Although Myanmar’s military eventually announced a national ceasefire to support the response to COVID-19 in early May, it has excluded areas of Rakhine and southern Chin States where it remains engaged in fierce fighting with the Arakan Army. The Arakan Army, through its alliance with two other ethnic armed groups, has also announced a unilateral ceasefire, but the war shows no sign of abating. Hundreds of combatants and civilians have been killed since the start of the year, and the government’s recent designation of the Arakan Army as a terrorist group has further diminished any prospect of de-escalation. The death of a World Health Organization (WHO) driver, whose vehicle was attacked on 20 April as it took novel coronavirus swabs to Yangon for testing, underscores the risks this conflict poses to health workers and to efforts to combat the virus. With no chance of a ceasefire in the near term, the government, the military and the Arakan Army should instead aim to reach an agreement that guarantees safe access for medical personnel and humanitarian workers.
Elsewhere, cooperation between the government and ethnic armed groups remains very much possible. The pandemic has surfaced in Myanmar at a time when the rest of the country is experiencing a lull in armed conflict. Although the peace process is largely stalled and the most powerful armed groups continue to resist signing the Nationwide Ceasefire Agreement (NCA), there have been few clashes reported in recent months in Kachin, Kayin and Shan States. Combined with this relative calm, the urgent need to respond to COVID-19 has created an opening for discussions. The government has already taken a number of positive steps, including forming a committee to coordinate with ethnic armed groups and developing a response plan that formally recognises the role of ethnic health providers. Tentative talks are now under way on how to take coronavirus cooperation forward.

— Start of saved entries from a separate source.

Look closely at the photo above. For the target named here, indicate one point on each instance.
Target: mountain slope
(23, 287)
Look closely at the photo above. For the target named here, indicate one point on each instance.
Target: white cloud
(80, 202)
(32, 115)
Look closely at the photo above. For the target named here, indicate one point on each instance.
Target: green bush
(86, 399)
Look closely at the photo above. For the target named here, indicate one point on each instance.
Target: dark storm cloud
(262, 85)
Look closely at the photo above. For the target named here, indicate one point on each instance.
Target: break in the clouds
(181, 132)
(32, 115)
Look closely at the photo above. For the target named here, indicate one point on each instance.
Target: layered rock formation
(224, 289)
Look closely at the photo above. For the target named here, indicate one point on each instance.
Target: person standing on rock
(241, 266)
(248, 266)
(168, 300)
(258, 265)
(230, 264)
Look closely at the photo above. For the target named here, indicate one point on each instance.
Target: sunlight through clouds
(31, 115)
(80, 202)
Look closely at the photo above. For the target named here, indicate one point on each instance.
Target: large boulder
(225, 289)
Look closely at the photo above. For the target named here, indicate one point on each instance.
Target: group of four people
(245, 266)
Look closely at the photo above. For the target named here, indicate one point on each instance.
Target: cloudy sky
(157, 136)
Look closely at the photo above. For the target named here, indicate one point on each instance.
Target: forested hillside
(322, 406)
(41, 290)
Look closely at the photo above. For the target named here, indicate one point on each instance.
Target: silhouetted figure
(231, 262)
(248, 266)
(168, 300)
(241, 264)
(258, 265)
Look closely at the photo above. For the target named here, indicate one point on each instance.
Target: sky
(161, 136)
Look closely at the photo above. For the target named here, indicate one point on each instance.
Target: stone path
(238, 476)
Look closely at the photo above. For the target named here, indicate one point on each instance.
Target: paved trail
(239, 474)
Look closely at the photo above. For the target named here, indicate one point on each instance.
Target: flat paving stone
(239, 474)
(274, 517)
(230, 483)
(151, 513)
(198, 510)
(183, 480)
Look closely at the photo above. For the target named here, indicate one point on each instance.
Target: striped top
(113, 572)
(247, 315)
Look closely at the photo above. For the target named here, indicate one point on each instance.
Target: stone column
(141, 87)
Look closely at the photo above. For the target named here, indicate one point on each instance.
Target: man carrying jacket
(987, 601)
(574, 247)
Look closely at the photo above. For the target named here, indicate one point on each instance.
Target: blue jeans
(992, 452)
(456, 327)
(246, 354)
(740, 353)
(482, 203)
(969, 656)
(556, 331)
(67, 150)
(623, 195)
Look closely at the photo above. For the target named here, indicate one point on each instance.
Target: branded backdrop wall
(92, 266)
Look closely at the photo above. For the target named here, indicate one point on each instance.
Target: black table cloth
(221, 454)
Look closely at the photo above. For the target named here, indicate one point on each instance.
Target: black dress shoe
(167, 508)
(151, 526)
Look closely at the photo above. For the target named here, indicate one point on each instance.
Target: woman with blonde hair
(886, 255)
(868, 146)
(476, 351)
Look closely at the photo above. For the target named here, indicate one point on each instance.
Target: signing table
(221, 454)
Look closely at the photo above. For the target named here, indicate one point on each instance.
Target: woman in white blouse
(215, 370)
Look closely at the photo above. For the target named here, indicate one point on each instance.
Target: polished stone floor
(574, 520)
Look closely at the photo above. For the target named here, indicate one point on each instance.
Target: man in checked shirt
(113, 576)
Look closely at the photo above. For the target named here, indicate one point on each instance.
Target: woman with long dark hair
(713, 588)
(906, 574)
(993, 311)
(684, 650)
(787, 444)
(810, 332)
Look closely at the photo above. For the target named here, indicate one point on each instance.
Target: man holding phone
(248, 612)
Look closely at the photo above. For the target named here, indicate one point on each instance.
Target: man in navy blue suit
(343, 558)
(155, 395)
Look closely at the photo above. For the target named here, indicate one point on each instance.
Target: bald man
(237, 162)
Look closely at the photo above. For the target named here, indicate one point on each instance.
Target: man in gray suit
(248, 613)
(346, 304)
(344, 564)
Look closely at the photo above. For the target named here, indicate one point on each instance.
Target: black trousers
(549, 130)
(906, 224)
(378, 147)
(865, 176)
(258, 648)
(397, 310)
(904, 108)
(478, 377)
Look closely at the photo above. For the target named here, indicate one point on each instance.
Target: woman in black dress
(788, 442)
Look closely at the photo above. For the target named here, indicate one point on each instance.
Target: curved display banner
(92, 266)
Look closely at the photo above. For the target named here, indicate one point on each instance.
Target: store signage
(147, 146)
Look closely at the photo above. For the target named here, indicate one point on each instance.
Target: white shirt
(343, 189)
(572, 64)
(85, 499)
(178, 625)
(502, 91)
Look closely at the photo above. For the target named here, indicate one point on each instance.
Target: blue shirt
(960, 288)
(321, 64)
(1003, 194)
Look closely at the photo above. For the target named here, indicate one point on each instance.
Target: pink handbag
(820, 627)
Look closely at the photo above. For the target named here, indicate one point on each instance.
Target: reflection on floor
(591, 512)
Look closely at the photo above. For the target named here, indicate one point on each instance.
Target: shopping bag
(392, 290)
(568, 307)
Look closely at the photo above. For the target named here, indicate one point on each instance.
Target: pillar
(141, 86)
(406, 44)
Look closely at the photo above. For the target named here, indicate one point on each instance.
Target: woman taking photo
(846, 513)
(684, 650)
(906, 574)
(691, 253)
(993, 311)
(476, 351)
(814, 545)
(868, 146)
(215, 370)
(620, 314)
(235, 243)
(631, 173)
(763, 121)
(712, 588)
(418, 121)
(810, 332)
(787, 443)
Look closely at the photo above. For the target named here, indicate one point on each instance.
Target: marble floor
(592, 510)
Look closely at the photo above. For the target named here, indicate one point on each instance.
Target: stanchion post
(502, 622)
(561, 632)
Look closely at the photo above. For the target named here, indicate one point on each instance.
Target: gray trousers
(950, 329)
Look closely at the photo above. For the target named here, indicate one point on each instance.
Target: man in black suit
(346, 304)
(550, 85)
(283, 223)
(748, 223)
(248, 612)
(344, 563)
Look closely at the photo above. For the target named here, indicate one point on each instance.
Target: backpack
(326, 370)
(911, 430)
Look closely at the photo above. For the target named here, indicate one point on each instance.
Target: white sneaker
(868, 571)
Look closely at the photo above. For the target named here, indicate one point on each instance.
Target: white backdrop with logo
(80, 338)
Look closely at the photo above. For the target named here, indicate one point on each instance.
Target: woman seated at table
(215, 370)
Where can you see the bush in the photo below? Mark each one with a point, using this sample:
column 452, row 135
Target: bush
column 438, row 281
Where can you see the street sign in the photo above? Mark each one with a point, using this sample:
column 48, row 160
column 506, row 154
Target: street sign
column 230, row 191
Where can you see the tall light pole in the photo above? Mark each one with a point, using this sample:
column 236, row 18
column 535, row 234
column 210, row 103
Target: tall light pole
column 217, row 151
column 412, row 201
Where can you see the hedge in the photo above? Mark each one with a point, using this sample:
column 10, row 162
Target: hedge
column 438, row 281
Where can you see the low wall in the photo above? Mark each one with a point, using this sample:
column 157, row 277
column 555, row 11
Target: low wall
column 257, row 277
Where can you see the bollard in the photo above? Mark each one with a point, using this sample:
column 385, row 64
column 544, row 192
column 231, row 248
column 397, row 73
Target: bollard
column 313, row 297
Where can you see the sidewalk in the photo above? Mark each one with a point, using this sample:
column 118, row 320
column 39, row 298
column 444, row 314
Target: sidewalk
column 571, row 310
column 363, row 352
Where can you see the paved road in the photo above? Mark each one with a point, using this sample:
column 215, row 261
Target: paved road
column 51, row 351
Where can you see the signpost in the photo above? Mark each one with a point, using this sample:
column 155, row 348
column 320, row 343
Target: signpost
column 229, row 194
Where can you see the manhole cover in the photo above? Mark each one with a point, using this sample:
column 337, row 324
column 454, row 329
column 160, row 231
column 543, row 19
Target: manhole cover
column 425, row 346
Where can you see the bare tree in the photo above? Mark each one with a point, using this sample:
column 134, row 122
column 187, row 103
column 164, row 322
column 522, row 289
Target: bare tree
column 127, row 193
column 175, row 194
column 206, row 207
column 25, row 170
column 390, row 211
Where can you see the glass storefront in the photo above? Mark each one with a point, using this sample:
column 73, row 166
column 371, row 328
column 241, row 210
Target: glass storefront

Keeping discussions focused on technical aspects of health coordination, and avoiding linking the response to the peace process, will ensure the best opportunities for progress. It is of course possible that cooperation on COVID-19 could have benefits beyond the immediate response, including for the peace process. If the government, ethnic armed groups and ethnic health providers are able to work together to respond to the pandemic, this effort should, at a minimum, help build some trust. The most likely positive consequence is that it will prompt future coordination on health-related matters, something for which the NCA already provides but has not yet been pursued by either side. Generating dividends for the peace process should not be the primary objective, however, because it will politicise and thus complicate – even likely derail – collective efforts to respond to the virus. It is important that the focus remains on the pressing need to protect people across the country from contagion, whether they live in government-controlled areas or under an ethnic armed group’s administration.
The government and ethnic armed groups need to find a way to work together, putting aside to the extent possible the political issues surrounding the peace process. The support of the Tatmadaw, as the Myanmar military is known, will be vital. Donors also have an important role to play in providing financing and technical support to facilitate this cooperation.